Da venerdì 28 e fino al 13 ottobre, i Musei provinciali di Gorizia presentano a Palazzo Attems Petzenstein Oscura camera (1969-2018), organizzata dall’Erpac e curata da Guido Cecere e Alessandro Quinzi: un omaggio a un artista che ha fatto dello scatto un vero strumento di riflessione e di indagine. Autodidatta, Scabar è diventato famoso per l’originalità de Il teatro delle cose del 1999, che ha segnato la sua svolta stilistica votata a una ricerca poetica incentrata sull’essenzialità degli oggetti e delle loro forme.

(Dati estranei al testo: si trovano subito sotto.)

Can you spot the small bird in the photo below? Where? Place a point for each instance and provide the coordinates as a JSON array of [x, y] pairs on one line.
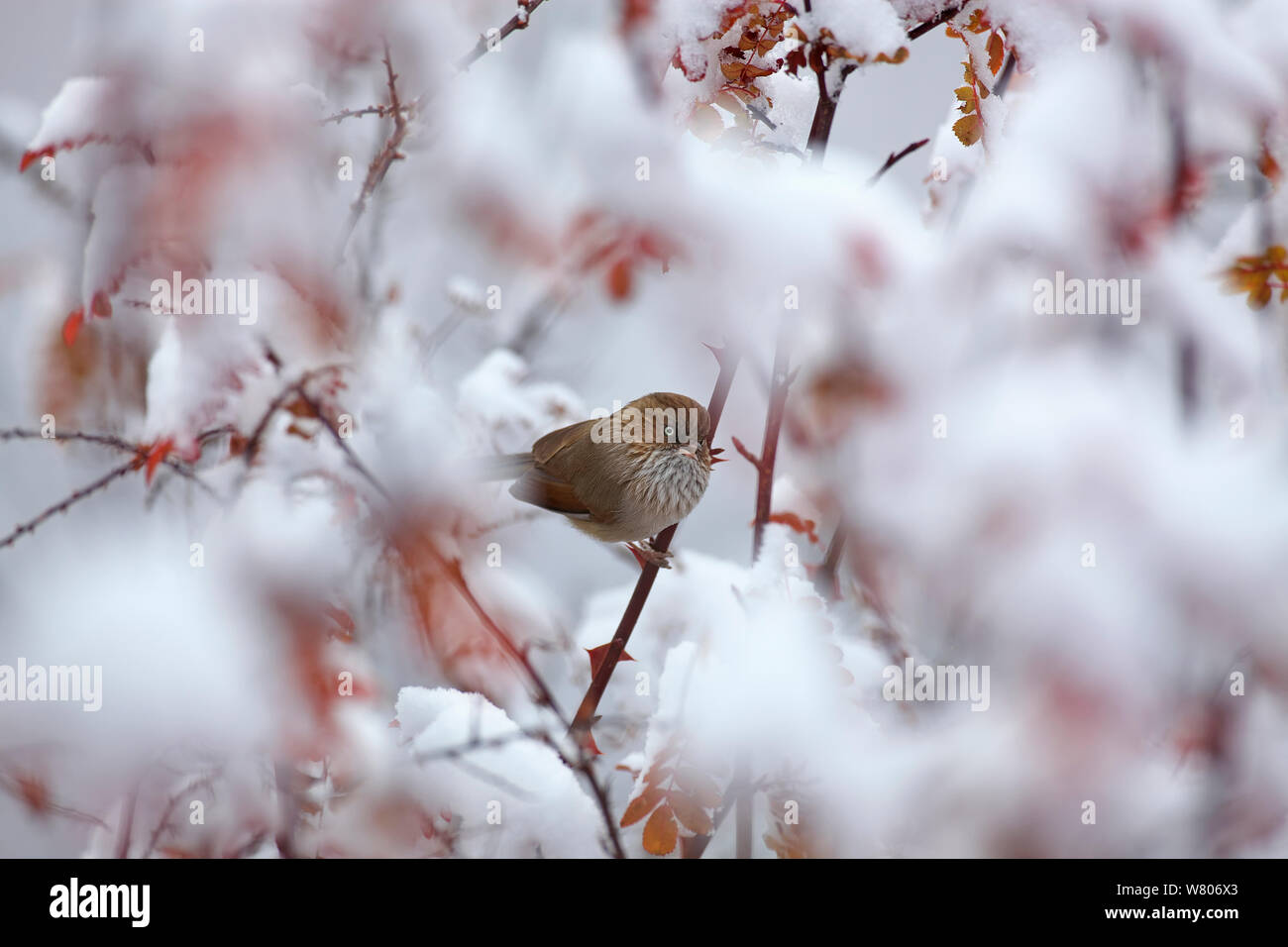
[[621, 478]]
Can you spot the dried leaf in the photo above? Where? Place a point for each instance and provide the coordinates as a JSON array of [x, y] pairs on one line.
[[661, 831], [996, 51], [596, 657], [642, 805], [691, 814], [72, 326], [967, 129]]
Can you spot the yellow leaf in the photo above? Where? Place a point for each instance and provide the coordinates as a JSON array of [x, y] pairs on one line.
[[699, 787], [692, 814], [642, 805], [661, 831], [967, 129], [706, 123], [996, 50]]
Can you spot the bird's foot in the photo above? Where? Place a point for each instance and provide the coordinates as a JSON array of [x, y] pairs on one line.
[[645, 554]]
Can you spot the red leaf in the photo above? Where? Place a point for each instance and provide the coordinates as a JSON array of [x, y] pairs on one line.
[[72, 325], [101, 304], [795, 522], [596, 657], [156, 455], [29, 157]]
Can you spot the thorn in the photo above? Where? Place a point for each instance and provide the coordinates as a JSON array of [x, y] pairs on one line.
[[748, 455]]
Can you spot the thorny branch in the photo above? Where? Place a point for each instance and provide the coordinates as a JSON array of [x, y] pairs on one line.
[[452, 570], [896, 158], [764, 464], [62, 506], [382, 161], [519, 21]]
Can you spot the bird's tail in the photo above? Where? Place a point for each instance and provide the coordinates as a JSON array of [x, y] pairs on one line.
[[502, 467]]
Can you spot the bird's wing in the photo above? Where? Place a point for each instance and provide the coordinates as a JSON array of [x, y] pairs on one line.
[[558, 462], [546, 447], [542, 488]]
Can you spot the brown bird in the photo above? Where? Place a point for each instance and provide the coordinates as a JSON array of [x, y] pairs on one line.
[[621, 478]]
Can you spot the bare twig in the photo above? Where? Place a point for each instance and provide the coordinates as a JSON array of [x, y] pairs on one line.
[[896, 158], [207, 780], [519, 21], [938, 20], [62, 506], [382, 161], [106, 441], [827, 581], [381, 111], [764, 464], [728, 360]]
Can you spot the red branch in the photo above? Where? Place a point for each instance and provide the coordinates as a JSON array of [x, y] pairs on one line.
[[519, 21], [382, 161]]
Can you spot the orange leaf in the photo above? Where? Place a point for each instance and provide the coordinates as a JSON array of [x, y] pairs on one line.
[[657, 775], [706, 123], [661, 831], [101, 304], [619, 279], [699, 787], [642, 805], [692, 814], [996, 50], [72, 325], [596, 657], [967, 129]]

L’INTERNO DELLO ‘PSICHIATRICO’’
Il percorso espositivo è composto da quasi 300 fotografie e si sviluppa seguendo l’andamento cronologico del lavoro di Scabar, distinguibile in due fasi: una prima en plein air, del genere del reportage, e una più sperimentale e riflessiva, che dagli anni ‘90 in poi ha definito la sua cifra artistica. Nei reportage è la particolare sensibilità del suo sguardo a creare sistemi seriali di immagini dove l’inquadratura rimane fissa e sono gli oggetti e le persone a scorrere davanti all’obiettivo. Ne sono un importante esempio le 50 fotografie che Scabar scattò nel 1976 all’interno dell’ospedale psichiatrico di Gorizia e alle quali è dedicata un’intera sala della mostra.
OGGETTI NATURALI
La serie dedicata agli ‘oggetti quotidiani’ del 1986 può invece considerarsi un’anticipazione del cambio di modalità operativa: se fino a quel momento l’artista si muoveva con riprese in esterno, prediligendo ampi spazi e la luce naturale – come nella serie dedicata a Trieste e ai manifesti pubblicitari – , successivamente sono i dettagli ‘macro’ ad attirare la sua attenzione. La sua produzione artistica si fa sempre più concettuale, arrivando a concentrarsi sul valore del ‘taglio’ nella fotografia, inteso sia come inquadratura, sia come ritaglio materiale della stampa fotografica. Scabar si concentra soprattutto sull’aspetto materico dei soggetti, indagati sia in bianco nero che a colori, con una serie di still life su cui agisce quella che lui chiama la filosofia del ‘silenzio di luce’ per indicare la condizione di tenue illuminazione delle sue opere.
FORMATI FUORI STANDARD
Dalla fine degli anni ‘90, la natura morta diventa l’asse portante della sua produzione. Proprio con Il teatro delle cose Scabar mette a punto, dopo anni di sperimentazioni, una particolare tecnica di ripresa e stampa ‘alchemica’ che gli consente di ottenere, sempre in esemplari unici, risultati particolari in termini di tonalità opache scure, che sono diventati il suo segno distintivo, con una ricerca di formati fuori standard. Gli oggetti che l’artista dispone di fronte alla fotocamera possono essere singoli, in coppia, oppure in gruppo: utensili da cucina, del mondo delle arti e mestieri, strumenti del fotografo d’altri tempi, ma anche vegetali e ortaggi, bottiglie e gli oggetti in vetro, in un variegato campionario di invenzioni che invita a una riflessione sulla caducità delle cose.